Real-world DTDs can be quite complex. The SVG DTD is over 1,000 lines long. The XHTML 1.0 strict DTD (the smallest of the three XHTML DTDs) is more than 1,500 lines long. And these are only medium- sized DTDs. The DocBook XML DTD is over 11,000 lines long. It can be hard to work with, comprehend, and modify such a large DTD when it's stored in a single monolithic file.

Fortunately, DTDs can be broken up into independent pieces. For instance, the DocBook DTD is distributed in 28 separate pieces covering different parts of the spec: one for tables, one for notations, one for entity declarations, and so on. These different pieces are then combined at validation time using external parameter entity references .

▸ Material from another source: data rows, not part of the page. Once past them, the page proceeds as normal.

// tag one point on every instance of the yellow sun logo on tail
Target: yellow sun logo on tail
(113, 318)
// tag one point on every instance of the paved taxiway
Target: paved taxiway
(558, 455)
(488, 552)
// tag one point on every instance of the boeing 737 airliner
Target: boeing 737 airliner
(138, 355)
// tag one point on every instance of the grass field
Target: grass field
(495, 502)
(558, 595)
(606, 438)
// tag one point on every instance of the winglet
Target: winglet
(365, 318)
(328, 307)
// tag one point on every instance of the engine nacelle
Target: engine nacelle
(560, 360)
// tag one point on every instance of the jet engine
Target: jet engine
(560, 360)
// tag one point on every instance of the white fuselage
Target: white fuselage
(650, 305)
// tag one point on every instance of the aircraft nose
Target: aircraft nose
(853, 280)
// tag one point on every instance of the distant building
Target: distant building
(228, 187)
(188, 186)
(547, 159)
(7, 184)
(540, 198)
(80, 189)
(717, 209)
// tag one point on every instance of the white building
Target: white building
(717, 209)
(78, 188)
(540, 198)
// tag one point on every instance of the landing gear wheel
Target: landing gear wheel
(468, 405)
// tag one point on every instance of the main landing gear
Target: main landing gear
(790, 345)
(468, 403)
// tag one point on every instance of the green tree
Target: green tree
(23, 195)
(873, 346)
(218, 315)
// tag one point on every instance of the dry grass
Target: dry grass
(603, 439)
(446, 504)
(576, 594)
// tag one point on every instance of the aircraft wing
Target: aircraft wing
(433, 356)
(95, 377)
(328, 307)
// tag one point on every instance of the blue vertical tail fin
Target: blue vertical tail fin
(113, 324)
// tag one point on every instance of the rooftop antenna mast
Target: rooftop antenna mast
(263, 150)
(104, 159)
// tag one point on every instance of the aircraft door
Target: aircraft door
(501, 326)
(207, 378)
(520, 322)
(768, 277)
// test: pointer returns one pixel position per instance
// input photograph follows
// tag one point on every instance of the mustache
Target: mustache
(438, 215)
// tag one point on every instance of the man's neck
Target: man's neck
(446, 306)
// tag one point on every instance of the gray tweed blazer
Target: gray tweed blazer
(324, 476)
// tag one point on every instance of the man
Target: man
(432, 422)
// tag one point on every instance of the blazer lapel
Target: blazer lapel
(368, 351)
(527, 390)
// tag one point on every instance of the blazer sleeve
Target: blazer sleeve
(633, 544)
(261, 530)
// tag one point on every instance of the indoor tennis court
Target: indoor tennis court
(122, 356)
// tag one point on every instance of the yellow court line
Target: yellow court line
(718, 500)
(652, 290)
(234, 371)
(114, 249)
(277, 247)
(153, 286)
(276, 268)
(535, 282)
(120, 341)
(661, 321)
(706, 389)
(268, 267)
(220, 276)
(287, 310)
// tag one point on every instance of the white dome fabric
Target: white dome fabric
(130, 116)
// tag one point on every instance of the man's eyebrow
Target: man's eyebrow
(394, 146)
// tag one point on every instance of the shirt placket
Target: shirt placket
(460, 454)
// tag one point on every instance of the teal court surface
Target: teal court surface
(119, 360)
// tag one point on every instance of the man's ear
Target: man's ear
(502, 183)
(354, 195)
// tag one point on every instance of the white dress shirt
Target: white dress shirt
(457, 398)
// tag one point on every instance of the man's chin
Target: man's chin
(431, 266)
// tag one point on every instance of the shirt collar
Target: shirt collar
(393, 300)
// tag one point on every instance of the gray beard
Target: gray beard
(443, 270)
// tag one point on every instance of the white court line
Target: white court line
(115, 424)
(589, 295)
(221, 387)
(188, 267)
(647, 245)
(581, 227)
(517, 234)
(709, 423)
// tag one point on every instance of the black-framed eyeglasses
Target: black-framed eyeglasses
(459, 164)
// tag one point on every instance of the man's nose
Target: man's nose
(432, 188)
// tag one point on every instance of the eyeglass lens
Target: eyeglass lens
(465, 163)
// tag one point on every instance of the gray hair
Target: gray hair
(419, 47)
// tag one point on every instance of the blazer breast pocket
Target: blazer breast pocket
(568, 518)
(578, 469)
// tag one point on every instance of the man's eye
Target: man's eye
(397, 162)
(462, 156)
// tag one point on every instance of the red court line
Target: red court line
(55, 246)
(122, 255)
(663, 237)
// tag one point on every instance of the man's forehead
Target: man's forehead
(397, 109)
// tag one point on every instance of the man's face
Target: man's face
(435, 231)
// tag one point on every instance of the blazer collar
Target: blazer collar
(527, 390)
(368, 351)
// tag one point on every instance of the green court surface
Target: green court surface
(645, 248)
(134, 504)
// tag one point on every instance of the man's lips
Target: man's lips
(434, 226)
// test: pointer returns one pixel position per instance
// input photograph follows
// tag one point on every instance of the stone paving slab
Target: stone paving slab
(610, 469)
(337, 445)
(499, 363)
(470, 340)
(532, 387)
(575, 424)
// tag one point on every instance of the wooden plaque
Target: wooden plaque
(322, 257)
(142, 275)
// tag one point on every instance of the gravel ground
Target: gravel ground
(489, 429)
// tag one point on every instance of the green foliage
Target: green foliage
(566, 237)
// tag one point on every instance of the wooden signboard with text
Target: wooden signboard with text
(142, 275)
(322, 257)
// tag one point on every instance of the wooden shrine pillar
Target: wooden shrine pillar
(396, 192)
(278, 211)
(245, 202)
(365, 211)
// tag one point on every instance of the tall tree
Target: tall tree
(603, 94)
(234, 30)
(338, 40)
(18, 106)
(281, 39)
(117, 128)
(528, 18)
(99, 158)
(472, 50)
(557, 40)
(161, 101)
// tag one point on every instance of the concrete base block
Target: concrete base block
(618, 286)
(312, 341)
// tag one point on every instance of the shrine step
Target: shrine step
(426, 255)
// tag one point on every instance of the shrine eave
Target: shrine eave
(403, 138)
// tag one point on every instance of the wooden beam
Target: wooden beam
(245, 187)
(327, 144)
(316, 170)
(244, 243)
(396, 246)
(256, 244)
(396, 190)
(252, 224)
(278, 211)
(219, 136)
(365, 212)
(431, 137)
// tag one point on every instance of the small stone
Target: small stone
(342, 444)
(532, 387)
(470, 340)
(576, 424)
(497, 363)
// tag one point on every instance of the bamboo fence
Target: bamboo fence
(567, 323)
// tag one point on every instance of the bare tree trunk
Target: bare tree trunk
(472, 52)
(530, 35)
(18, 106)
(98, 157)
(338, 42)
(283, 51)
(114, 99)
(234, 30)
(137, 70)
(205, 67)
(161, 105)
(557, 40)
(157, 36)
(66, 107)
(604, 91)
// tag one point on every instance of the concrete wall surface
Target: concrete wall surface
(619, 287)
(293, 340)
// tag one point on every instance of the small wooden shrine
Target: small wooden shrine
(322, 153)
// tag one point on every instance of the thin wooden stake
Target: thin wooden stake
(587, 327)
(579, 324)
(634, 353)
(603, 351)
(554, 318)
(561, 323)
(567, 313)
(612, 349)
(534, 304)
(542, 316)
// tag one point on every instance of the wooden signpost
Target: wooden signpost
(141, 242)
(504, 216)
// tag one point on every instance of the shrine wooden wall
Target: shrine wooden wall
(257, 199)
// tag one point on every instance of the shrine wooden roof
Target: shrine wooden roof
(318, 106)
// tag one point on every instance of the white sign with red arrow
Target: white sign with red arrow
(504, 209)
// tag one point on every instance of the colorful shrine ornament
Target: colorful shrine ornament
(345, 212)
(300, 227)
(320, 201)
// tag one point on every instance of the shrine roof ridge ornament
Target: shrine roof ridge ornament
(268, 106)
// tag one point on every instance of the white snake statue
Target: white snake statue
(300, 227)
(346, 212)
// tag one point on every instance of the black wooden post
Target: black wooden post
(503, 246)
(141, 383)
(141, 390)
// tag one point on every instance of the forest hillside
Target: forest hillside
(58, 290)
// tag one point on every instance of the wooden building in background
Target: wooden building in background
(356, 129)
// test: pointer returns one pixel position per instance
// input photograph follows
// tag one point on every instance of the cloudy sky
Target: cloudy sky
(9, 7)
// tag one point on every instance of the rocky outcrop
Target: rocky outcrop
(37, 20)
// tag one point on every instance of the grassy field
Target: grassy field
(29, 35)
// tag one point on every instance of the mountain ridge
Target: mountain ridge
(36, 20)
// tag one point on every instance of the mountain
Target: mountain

An external parameter entity is declared using a normal ENTITY declaration with a % sign just like a normal parameter entity. However, rather than including the replacement text directly, the declaration contains the SYSTEM keyword, followed by a URL to the DTD piece it wants to include. For example, the following ENTITY declaration defines an external entity called "names" whose content is taken from the file at the relative URL names.dtd . Then the parameter entity reference %names; inserts the contents of that file into the current DTD.

 <!ENTITY % names SYSTEM "names.dtd"> %names;

You can use either relative or absolute URLs. In most situations, relative URLs are more practical.